Abstract:
A pulse detonation apparatus utilizes an inner housing which rotates relative to an outer housing. The inner housing has spherical inner seal surfaces that rotate with it. The outer housing has mating spherical seal surfaces that rotationally receive the inner seal surfaces. Ports extend through the inner seal surface and the outer seal surface. These ports register at least once per revolution. An inlet supplies a fuel mixture to the interior of the inner housing and each time the inner and outer housing ports align, the fuel mixture is transmitted into an annular detonation chamber where an igniter ignites the mixture to create a detonation wave. Circular seals surround the outer housing port to provide sealing against the high pressure, high temperature detonations. Purge air is admitted into the detonation chamber, a new fuel mixture is delivered to the detonation chamber, and the cycle is repeated.

Description:
CROSS REFERENCE TO RELATED APPLICATION 
     This invention is a continuation-in-part of application Ser. No. 08/265,661, filed Jun. 24, 1994, Pulse Detonation Engine (now U.S. Pat. No. 5,473,885). 
    
    
     BACKGROUND OF THE INVENTION 
     1. Field of the Invention 
     This invention relates in general to propulsion systems, and in particular to pulse detonation engines such as for aircraft, missiles and rockets. 

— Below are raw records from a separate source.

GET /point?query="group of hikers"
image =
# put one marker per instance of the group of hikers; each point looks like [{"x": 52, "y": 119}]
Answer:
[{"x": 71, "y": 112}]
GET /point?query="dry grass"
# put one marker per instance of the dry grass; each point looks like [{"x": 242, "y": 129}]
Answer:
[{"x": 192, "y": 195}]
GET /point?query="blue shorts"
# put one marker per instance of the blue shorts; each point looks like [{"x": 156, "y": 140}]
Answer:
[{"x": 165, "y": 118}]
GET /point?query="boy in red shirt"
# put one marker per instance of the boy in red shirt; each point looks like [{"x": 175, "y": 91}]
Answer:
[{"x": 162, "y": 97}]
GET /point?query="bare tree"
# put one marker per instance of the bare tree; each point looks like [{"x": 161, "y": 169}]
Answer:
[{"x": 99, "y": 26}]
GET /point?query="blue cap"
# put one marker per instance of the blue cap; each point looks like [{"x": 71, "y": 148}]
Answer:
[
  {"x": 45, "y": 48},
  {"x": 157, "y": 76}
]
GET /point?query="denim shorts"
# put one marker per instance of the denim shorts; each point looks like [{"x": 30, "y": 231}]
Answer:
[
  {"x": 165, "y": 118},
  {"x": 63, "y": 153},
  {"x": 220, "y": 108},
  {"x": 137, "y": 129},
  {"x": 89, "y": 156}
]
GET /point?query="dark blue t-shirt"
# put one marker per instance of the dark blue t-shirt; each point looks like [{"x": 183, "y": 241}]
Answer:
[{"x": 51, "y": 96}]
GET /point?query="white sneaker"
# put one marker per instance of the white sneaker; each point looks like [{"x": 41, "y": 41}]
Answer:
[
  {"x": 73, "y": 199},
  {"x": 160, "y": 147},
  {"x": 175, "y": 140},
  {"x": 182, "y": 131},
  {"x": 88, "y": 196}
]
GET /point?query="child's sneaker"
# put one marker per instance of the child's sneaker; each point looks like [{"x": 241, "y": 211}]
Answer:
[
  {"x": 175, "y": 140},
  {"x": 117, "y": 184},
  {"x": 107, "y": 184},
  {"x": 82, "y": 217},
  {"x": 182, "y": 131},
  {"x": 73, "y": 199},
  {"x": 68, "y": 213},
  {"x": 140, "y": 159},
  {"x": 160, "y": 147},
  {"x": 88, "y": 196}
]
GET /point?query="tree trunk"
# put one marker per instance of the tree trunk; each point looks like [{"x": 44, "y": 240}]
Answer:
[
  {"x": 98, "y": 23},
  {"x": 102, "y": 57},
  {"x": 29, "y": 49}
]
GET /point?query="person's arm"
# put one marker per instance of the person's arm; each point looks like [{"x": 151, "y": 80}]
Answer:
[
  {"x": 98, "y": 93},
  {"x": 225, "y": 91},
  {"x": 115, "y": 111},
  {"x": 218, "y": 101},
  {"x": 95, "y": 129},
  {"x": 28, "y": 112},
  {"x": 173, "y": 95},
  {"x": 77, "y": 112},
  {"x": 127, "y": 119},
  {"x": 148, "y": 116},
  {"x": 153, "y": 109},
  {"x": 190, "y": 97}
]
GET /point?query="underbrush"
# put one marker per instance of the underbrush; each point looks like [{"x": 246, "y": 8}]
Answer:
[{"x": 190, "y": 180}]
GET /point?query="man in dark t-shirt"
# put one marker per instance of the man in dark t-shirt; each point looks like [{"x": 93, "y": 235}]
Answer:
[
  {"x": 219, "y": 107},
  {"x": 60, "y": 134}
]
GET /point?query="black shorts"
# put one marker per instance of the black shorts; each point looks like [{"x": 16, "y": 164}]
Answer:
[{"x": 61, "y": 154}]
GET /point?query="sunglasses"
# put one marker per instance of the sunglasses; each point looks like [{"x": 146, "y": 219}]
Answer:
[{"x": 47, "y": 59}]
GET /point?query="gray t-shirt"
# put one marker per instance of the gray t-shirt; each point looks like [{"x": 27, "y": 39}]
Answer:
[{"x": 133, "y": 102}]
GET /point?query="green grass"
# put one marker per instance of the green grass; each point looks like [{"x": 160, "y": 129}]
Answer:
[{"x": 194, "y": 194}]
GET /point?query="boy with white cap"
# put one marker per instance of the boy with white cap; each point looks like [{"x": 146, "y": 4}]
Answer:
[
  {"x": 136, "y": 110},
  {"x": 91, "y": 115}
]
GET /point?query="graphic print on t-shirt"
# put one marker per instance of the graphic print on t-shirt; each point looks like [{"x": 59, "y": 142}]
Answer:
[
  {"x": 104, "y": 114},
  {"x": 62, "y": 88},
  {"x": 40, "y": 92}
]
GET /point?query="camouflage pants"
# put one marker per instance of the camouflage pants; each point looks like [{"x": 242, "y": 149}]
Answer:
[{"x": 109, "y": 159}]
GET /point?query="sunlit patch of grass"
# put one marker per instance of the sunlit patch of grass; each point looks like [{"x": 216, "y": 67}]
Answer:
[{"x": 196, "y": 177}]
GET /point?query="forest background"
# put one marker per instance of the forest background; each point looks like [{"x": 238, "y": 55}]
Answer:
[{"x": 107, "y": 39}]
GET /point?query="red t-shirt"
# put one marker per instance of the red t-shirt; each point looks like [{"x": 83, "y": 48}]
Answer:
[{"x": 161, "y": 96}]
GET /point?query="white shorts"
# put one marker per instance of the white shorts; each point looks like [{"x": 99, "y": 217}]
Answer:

     2. Description of the Prior Art 
     A pulse detonation engine is an apparatus which produces a high pressure exhaust from a series of repetitive detonations within a detonation chamber. The process is a constant volume heat addition process. A gaseous fuel is detonated within a chamber, causing a pulse detonation wave which propagates at supersonic speeds. The detonation wave compresses the fluid within the chamber, increasing its pressure, density and temperature. As the detonation wave passes out the open rearward end, thrust is created. The cycle is then repeated. 
     At high speeds, such as Mach 2 to about Mach 3.5, such an engine would be theoretically more efficient than conventional turbojets because the engine does not require compressors or turbines. A pulse detonation engine supplying the same amount or more of thrust as a conventional gas turbine engine would theoretically weigh less. Also, a pulse detonation engine could be used as a propulsion system for a rocket. 
     Another prior art engine, known as a pulse jet engine, was employed in World War II. That engine relied on slow moving deflagration, not detonation. The deflagration waves are subsonic, not supersonic waves. A pulse jet engine is not a pulse detonation engine. 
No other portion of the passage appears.